The SEGGER Linker – Replacing the GNU linker

At SEGGER, we pretty much use our own tools and products to develop our products. That includes using our middleware, such as embOS, embOS/IP, emUSB, emFile, web and FTP Servers and so on, as part of the firmware of our J-Link, J-Trace and Flasher products.  And the other way round, utilizing the same hardware products, most of all the J-Link, to develop, test and constantly improve our middleware. Using our own products in house helps us to check usability and improve them. I think we have come a long way and have great products pretty much in every area.

For an IDE, we have completely switched to Embedded Studio. It is a great piece of software that can be used free of charge for non-commercial purposes! Ready for development out of the box, with both GCC and Clang/LLVM compilers.
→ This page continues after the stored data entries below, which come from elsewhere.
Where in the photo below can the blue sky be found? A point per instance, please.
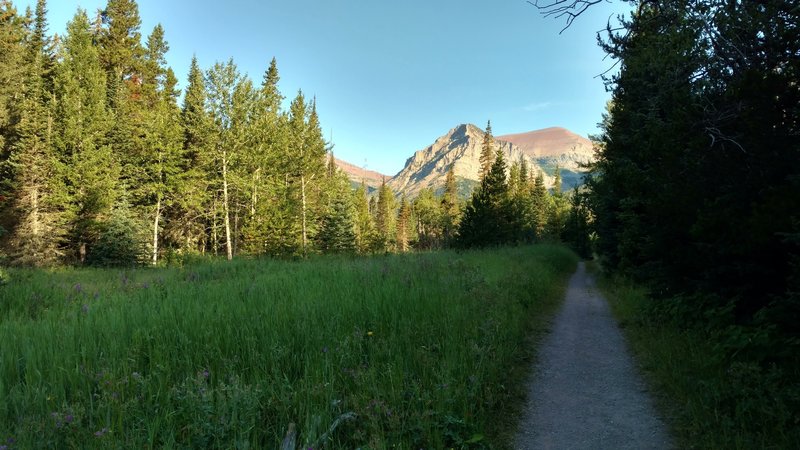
(390, 77)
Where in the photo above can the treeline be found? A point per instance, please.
(101, 165)
(697, 189)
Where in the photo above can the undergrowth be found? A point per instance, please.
(405, 351)
(720, 385)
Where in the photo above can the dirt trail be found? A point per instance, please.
(586, 392)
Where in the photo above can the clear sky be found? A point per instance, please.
(392, 76)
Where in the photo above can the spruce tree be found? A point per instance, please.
(451, 210)
(488, 217)
(385, 217)
(231, 98)
(404, 225)
(193, 194)
(365, 232)
(12, 70)
(81, 124)
(38, 189)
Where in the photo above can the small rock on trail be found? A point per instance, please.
(585, 392)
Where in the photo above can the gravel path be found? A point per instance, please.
(586, 392)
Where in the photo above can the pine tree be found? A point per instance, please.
(540, 206)
(365, 232)
(487, 151)
(120, 43)
(12, 70)
(81, 126)
(337, 230)
(451, 210)
(428, 212)
(488, 216)
(160, 161)
(385, 217)
(39, 191)
(193, 193)
(404, 224)
(231, 98)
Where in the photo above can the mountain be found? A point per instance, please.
(461, 147)
(552, 146)
(556, 146)
(358, 175)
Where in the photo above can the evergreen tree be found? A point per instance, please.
(385, 217)
(193, 193)
(231, 98)
(540, 206)
(12, 69)
(81, 124)
(38, 189)
(428, 212)
(451, 209)
(404, 225)
(365, 232)
(337, 230)
(487, 151)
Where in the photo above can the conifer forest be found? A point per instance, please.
(105, 162)
(196, 253)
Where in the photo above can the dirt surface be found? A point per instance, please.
(585, 392)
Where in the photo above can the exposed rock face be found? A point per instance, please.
(358, 175)
(460, 147)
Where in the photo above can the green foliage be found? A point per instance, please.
(117, 241)
(488, 217)
(416, 351)
(716, 391)
(695, 195)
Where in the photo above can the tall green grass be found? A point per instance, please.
(407, 351)
(713, 399)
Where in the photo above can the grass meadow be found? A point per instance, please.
(398, 351)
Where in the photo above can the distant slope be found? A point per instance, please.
(552, 146)
(358, 175)
(461, 148)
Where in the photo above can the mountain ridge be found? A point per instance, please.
(460, 147)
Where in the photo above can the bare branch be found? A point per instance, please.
(569, 9)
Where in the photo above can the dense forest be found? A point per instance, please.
(696, 190)
(105, 162)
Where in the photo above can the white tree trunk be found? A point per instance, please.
(226, 207)
(155, 231)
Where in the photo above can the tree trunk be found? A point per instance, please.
(303, 194)
(226, 207)
(155, 231)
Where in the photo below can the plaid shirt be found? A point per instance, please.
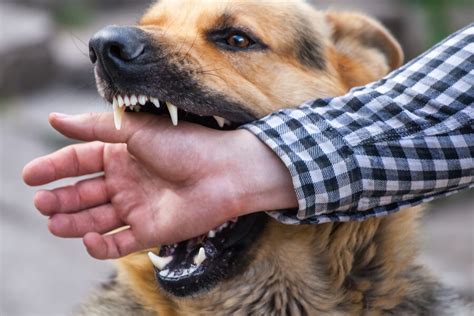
(401, 141)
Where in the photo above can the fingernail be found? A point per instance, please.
(60, 115)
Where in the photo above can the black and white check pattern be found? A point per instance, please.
(398, 142)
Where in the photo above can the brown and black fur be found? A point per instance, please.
(366, 268)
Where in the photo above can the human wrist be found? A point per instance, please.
(261, 181)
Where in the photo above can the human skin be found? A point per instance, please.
(167, 183)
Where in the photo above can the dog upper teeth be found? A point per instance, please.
(133, 100)
(126, 99)
(173, 113)
(142, 99)
(155, 101)
(118, 114)
(159, 262)
(200, 257)
(121, 103)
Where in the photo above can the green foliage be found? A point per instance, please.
(437, 12)
(72, 14)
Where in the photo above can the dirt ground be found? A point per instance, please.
(44, 275)
(41, 275)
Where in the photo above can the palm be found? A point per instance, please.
(148, 184)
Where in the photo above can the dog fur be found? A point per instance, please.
(366, 268)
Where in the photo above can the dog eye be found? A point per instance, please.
(239, 40)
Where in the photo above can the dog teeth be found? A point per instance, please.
(156, 102)
(173, 113)
(142, 99)
(220, 121)
(133, 100)
(134, 103)
(118, 114)
(222, 227)
(200, 257)
(121, 103)
(126, 100)
(159, 262)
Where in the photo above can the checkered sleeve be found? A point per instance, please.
(395, 143)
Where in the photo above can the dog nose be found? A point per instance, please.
(116, 46)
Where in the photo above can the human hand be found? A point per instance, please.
(167, 183)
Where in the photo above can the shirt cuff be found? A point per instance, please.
(325, 174)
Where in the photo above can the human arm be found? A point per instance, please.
(395, 143)
(167, 183)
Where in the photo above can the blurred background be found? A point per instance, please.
(44, 67)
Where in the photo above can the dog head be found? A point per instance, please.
(237, 61)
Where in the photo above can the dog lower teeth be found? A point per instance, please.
(200, 257)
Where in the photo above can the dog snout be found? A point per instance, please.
(116, 48)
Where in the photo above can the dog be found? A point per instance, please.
(225, 63)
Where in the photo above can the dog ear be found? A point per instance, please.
(363, 46)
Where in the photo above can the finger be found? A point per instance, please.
(72, 161)
(102, 219)
(83, 195)
(112, 246)
(100, 126)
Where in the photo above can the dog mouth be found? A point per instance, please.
(122, 103)
(197, 264)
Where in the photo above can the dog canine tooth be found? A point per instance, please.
(121, 103)
(133, 100)
(220, 121)
(126, 99)
(155, 101)
(118, 114)
(173, 113)
(159, 262)
(200, 257)
(142, 99)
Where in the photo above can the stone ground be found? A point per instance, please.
(42, 275)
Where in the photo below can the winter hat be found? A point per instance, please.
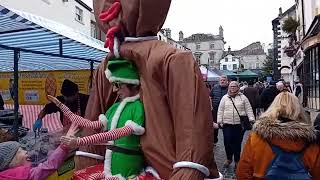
(123, 71)
(7, 152)
(69, 88)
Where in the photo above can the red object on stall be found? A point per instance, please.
(85, 173)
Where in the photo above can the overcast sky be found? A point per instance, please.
(244, 21)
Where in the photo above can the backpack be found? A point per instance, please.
(287, 165)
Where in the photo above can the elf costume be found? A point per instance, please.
(123, 124)
(178, 142)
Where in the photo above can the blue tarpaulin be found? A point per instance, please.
(44, 44)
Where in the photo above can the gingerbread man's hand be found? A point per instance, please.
(69, 141)
(54, 100)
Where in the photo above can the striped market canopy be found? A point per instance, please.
(44, 44)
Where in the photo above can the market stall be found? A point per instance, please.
(32, 43)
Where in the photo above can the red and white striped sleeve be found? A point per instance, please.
(80, 121)
(105, 136)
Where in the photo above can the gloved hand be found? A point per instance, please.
(37, 125)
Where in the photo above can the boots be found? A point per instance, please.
(227, 163)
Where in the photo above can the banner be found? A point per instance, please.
(34, 86)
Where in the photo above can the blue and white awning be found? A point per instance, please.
(44, 44)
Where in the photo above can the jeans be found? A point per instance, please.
(215, 131)
(232, 135)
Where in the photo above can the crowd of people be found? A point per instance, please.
(281, 129)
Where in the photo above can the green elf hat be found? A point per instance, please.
(123, 71)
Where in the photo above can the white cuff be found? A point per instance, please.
(137, 129)
(103, 119)
(219, 178)
(187, 164)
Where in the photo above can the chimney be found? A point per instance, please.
(180, 36)
(280, 11)
(168, 32)
(220, 31)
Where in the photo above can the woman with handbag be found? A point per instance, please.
(235, 116)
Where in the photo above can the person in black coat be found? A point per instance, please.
(316, 125)
(1, 103)
(71, 97)
(268, 95)
(217, 92)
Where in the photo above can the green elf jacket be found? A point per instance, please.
(118, 114)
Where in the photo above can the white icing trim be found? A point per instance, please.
(138, 39)
(119, 177)
(116, 47)
(124, 80)
(219, 178)
(137, 129)
(115, 118)
(107, 163)
(187, 164)
(117, 79)
(108, 73)
(152, 171)
(103, 119)
(91, 155)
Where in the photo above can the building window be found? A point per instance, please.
(311, 79)
(224, 67)
(211, 55)
(46, 1)
(93, 30)
(79, 15)
(234, 67)
(198, 46)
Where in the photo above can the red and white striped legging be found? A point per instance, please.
(80, 121)
(101, 176)
(105, 136)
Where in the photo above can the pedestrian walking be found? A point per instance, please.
(229, 120)
(268, 95)
(252, 94)
(1, 103)
(217, 92)
(282, 135)
(298, 90)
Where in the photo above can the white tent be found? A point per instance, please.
(208, 75)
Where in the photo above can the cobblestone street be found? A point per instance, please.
(220, 157)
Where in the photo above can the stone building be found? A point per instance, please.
(280, 41)
(207, 48)
(250, 57)
(165, 35)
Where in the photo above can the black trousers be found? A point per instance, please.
(215, 131)
(232, 135)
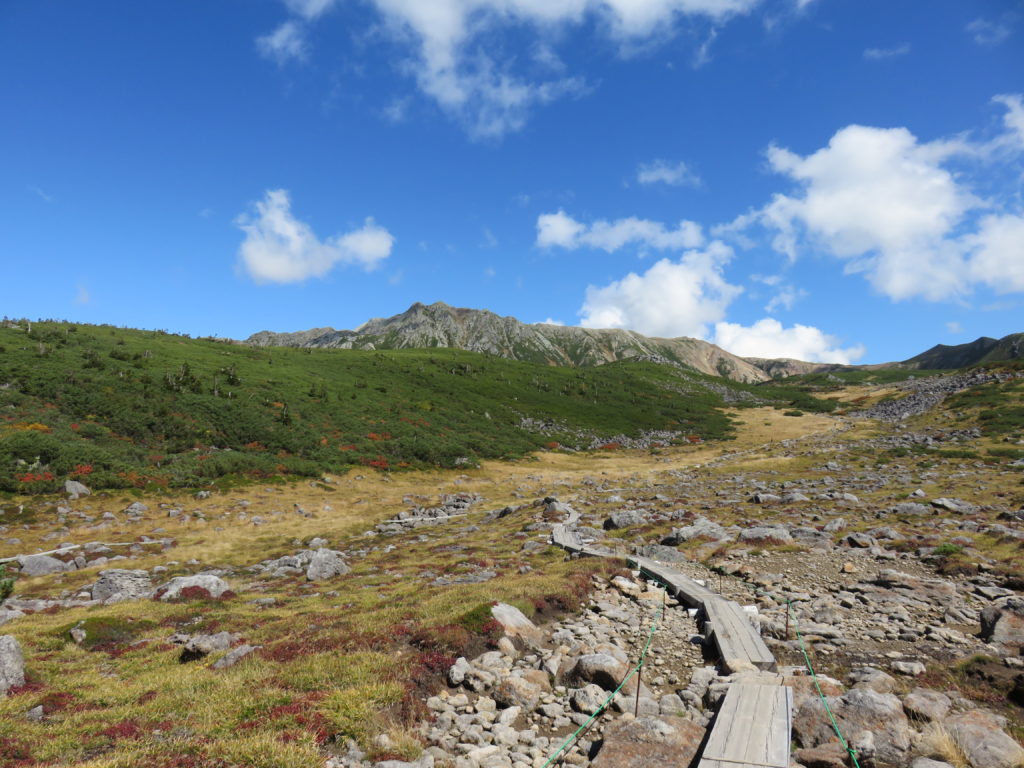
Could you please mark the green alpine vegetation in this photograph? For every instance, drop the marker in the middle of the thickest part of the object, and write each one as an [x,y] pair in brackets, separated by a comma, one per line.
[118,408]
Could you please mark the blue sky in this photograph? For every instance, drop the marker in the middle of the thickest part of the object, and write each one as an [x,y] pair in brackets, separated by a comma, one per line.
[824,179]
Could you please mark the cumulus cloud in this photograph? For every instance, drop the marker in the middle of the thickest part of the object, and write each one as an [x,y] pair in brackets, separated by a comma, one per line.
[768,338]
[996,253]
[672,298]
[285,43]
[785,298]
[674,174]
[987,33]
[279,248]
[560,229]
[1013,120]
[877,54]
[467,81]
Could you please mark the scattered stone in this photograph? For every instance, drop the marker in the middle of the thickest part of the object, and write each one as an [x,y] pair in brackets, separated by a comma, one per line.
[11,664]
[76,489]
[116,586]
[233,656]
[326,563]
[213,586]
[41,565]
[647,741]
[515,624]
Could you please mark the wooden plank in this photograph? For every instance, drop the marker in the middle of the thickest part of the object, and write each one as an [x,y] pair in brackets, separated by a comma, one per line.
[752,728]
[679,585]
[735,637]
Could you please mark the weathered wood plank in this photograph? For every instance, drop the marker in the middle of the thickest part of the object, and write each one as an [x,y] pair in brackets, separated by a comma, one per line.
[735,637]
[752,728]
[684,588]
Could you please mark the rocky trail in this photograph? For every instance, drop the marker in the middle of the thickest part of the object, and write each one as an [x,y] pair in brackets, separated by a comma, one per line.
[895,572]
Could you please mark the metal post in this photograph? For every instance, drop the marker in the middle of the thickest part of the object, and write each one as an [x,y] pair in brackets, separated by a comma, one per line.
[636,707]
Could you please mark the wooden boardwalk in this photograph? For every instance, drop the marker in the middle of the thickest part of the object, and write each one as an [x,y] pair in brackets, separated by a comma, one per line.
[752,728]
[729,628]
[754,723]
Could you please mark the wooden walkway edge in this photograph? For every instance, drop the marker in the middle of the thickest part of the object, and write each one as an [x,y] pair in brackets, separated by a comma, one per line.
[754,724]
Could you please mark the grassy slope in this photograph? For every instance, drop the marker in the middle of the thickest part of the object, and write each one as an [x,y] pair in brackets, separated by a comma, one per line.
[123,408]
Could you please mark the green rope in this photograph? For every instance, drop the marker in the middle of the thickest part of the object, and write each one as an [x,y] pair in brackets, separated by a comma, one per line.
[599,710]
[807,662]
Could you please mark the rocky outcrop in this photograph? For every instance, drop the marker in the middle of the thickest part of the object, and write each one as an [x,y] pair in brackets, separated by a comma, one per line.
[479,331]
[117,585]
[11,664]
[648,741]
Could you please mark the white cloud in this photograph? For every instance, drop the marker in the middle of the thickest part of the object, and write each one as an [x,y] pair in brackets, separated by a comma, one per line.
[672,298]
[279,248]
[987,33]
[880,200]
[767,338]
[893,209]
[662,172]
[997,253]
[469,83]
[785,298]
[1014,119]
[877,54]
[562,230]
[285,43]
[308,8]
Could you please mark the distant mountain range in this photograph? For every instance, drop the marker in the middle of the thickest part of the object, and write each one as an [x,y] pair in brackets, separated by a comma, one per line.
[438,325]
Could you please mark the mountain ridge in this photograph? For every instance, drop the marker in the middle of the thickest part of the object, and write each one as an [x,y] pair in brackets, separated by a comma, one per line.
[438,325]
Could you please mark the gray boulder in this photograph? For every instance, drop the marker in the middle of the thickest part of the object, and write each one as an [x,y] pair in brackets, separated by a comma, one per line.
[11,664]
[118,585]
[873,723]
[233,656]
[766,534]
[205,644]
[602,670]
[215,586]
[76,489]
[515,624]
[699,528]
[647,741]
[624,519]
[922,704]
[1003,624]
[326,563]
[42,565]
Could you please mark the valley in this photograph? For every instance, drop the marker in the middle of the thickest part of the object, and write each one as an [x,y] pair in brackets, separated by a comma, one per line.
[356,614]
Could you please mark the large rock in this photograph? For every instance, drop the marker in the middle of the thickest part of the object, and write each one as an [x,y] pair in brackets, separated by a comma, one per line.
[41,565]
[118,585]
[515,624]
[326,563]
[515,691]
[700,528]
[983,741]
[214,586]
[766,534]
[76,489]
[1003,624]
[649,741]
[600,669]
[923,704]
[11,664]
[872,722]
[623,519]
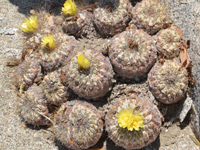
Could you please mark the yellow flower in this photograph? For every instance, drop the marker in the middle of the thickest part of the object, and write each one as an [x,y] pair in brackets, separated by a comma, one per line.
[48,41]
[69,8]
[30,24]
[127,119]
[83,62]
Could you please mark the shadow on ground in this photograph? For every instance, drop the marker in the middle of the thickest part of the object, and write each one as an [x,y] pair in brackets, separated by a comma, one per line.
[24,6]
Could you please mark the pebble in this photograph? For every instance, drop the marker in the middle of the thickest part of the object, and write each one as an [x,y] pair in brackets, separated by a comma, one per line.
[8,31]
[2,16]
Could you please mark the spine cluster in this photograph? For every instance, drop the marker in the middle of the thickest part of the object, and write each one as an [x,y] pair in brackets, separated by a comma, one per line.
[132,53]
[78,125]
[133,139]
[94,82]
[57,70]
[168,82]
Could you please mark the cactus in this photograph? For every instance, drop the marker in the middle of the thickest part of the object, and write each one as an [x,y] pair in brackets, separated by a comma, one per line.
[78,125]
[132,53]
[34,107]
[28,73]
[55,92]
[94,82]
[168,82]
[150,16]
[170,42]
[114,18]
[53,59]
[141,107]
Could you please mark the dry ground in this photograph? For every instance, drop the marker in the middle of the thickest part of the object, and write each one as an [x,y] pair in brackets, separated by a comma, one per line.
[14,134]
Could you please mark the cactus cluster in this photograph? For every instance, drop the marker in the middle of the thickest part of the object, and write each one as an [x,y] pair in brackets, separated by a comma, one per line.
[58,80]
[132,54]
[141,107]
[78,124]
[168,82]
[93,82]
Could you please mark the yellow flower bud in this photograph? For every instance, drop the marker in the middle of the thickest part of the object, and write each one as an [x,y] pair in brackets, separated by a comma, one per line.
[127,119]
[30,24]
[69,8]
[48,41]
[83,62]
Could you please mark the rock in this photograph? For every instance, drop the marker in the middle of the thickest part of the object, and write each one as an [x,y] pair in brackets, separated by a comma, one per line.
[185,15]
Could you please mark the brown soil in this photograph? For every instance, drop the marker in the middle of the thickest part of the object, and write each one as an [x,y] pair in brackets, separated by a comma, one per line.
[15,134]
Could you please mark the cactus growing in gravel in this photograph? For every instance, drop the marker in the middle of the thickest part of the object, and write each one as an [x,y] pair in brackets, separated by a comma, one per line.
[170,42]
[168,82]
[93,82]
[132,53]
[146,125]
[150,16]
[55,92]
[78,125]
[34,107]
[112,16]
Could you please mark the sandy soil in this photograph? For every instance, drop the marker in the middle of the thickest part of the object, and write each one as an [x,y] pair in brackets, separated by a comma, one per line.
[14,134]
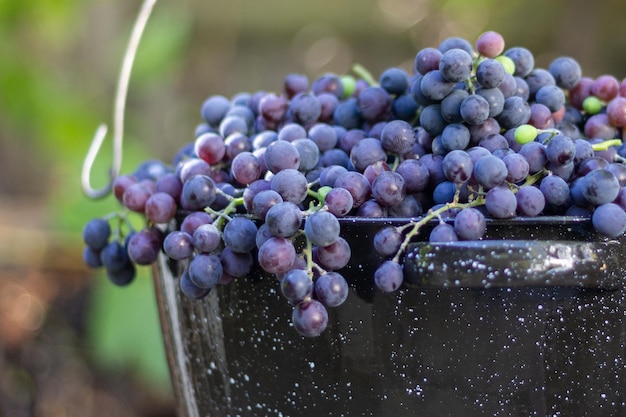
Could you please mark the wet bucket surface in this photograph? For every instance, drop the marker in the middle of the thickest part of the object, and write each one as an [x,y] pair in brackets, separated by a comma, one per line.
[530,321]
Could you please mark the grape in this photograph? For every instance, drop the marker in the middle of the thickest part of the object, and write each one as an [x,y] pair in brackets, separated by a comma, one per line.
[555,190]
[206,238]
[530,201]
[566,72]
[397,137]
[356,183]
[334,256]
[198,192]
[178,245]
[470,135]
[277,255]
[490,171]
[427,60]
[214,109]
[205,270]
[114,257]
[339,201]
[283,219]
[443,232]
[96,234]
[291,184]
[239,234]
[322,228]
[494,97]
[500,202]
[160,208]
[310,318]
[145,245]
[455,136]
[331,289]
[374,104]
[388,188]
[394,80]
[297,286]
[457,166]
[474,109]
[470,224]
[366,152]
[523,59]
[600,187]
[490,44]
[551,96]
[490,73]
[305,108]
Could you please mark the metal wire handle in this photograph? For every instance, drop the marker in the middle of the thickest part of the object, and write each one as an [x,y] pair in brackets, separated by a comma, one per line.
[118,112]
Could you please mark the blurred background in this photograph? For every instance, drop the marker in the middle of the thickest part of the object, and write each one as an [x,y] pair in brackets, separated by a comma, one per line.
[72,344]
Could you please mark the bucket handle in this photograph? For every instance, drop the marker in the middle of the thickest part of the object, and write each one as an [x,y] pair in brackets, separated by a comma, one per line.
[118,112]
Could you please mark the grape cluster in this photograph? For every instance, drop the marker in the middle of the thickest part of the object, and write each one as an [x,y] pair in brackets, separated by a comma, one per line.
[471,132]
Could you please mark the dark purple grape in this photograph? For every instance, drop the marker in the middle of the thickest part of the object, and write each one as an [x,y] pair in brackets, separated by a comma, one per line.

Embedded Studio comes with our own runtime library, which I believe is second to none. Optimized to the bone, it leaves not only the GNU runtime, but also its  commercial counterparts, in the dust.
When comparing Embedded Studio to other commercial products, we realized that one weak point is the GNU linker.

Old-school GNU linker blues

The GNU linker has evolved from the Unix world, where megabytes of linear virtual addressing is commonplace, disk space is unbounded, and processing power is plentiful.  This is as far from a low-end embedded system as you could imagine.

Small embedded systems – usually microcontrollers with built-in memories -are complex.  Typically they have separate memory areas for flash and RAM.  But, to enhance performance, RAM is usually divided into distinct regions so they can be accessed simultaneously by the CPU and peripherals, or even other CPUs in the same device.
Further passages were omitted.